Die USA wiederum bauen Kontakte sowohl mit Armenien als auch mit Aserbaidschan auf. Samantha Power, die Chefin von USAID (United States Agency for International Development), traf am Vortag von Eriwan aus in Baku ein.

Die Türkei, ein Verbündeter von Aserbaidschan, stärkt aktiv ihre Positionen. Der aserbaidschanische Präsident Ilham Aliyev und sein türkischer Amtskollege Recep Tayyip Erdogan trafen sich am 25. September in Nachitschewan. Während des Treffens sprachen sie über den Transportkorridor durch Latschin (Zangezur). Laut Erdogan ist auch der Korridor nach Nachitschewan durch den Iran möglich. Armenien versucht also, in die Umlaufbahn des türkischen Einflusses gezogen zu werden, vor allem in wirtschaftlicher Hinsicht, indem es das Korridorprojekt vorschlägt, das zum einen die wirtschaftlichen Verbindungen in der Region freigeben und zum anderen der Türkei einen direkten Zugang zum Kaspischen Meer und nach Zentralasien eröffnen soll.

Wie Russland ist auch der Iran einerseits besorgt über das Vordringen der westlichen Positionen in der Region. Andererseits steht Teheran Versuchen, den Iran durch iranische Aseris zu destabilisieren, ebenso ablehnend gegenüber wie der engen Zusammenarbeit zwischen Israel und Aserbaidschan. Der Iran hat in der Vergangenheit eher Armenien in der Region unterstützt.

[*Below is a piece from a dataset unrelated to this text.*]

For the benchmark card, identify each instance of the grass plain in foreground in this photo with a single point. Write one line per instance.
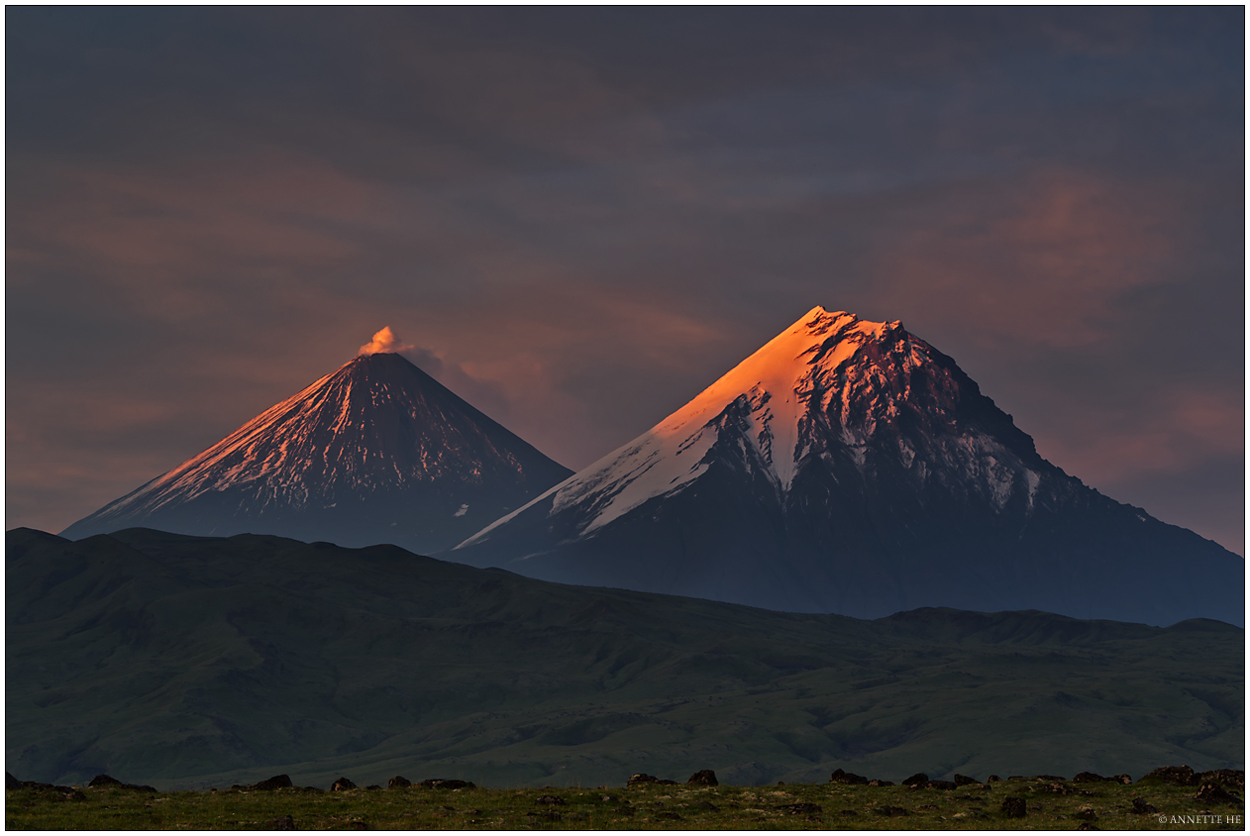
(828, 806)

Generell stimmen die Interessen und Positionen Teherans und Moskaus unter allen Akteuren in der Region weitestgehend überein: die Stärkung der Positionen des Westens im Transkaukasus zu verhindern, die Ausbreitung des Pan-Turkismus und des radikalen sunnitischen Extremismus zu verhindern, ein Gegengewicht zur Stärkung der Türkei zu schaffen (und sie gleichzeitig aus den euro-atlantischen Strukturen herauszulösen und in multilaterale regionale Formate einzubinden), die Entwicklung der Verkehrskorridore (vor allem des Nord-Süd-Korridors) zu fördern. Es ist kein Zufall, dass sich der russische und der iranische Präsident Wladimir Putin und Ebrahim Raisi in einem Telefongespräch am 26. September für die Aktivierung der regionalen Plattform "3+3" (Russland, Iran, Türkei, Armenien, Aserbaidschan, Georgien) ausgesprochen haben.

Der Einfluss Russlands ist infolge des Konflikts objektiv sehr begrenzt. Die russischen Friedenstruppen sind Geiseln der Situation, da die wichtigsten militärischen Kräfte in die ukrainische Richtung abgezogen wurden. Vieles wird von den weiteren Aktionen der russischen Diplomatie abhängen, auch in Richtung Iran, sowie von Moskaus Reaktion auf die Tötung der russischen Friedenstruppen, seiner Fähigkeit, Stärke zu zeigen und eine gerechte Bestrafung der Mörder zu erreichen.